O resultado de décadas de políticas intervencionistas e da omnipresença e omnipotência do Estado na economia só poderia ser o que é e os gráficos seguintes evidenciam claramente [fonte «Abril: pior depois do que antes (economicamente falando), Jorge Vasconcellos e Sá, jornal SOL de 30-04].


Ao ver estes gráficos, um marciano chegado a Portugal em 2010 seria tentado a concluir que, ao contrário da doutrina dominante, um regime totalitário pode ser uma melhor plataforma para o desenvolvimento do que um regime democrático e, em particular, um país fraco ao partilhar uma moeda forte poderá ficar ainda mais fraco. A primeira conclusão não pode ser dada como provada porque em Portugal, quer o regime totalitário, quer o democrático, foram infectados por um colectivismo secular deixado intacto pela morte de Salazar e aproveitado pela esquerdalhada durante o PREC para construir as bases do Estado Social Português, uma espécie de Estado Novo vivendo acima das suas posses e, por isso, irremediavelmente endividado.
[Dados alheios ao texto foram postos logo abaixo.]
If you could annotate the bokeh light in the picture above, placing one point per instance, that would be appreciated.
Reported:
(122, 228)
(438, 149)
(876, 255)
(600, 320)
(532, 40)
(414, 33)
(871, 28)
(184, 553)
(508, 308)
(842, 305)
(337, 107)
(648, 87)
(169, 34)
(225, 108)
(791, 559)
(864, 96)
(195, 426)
A segunda conclusão tem o fundamento dado pela falta das reformas indispensáveis e a permanência do Estado na economia e o seu intervencionismo na sociedade civil. Por isso, a adesão ao euro nesse contexto, ao proporcionar-nos crédito abundante e artificialmente barato, fez numa década o que de outro modo teria requerido várias.

Voltando ao Portugal-Grécia, para terminar, o igual é preocupante e o diferente nalguns casos é, por enquanto melhor, e noutros a médio prazo será pior, a não ser se o igual for tornado diferente.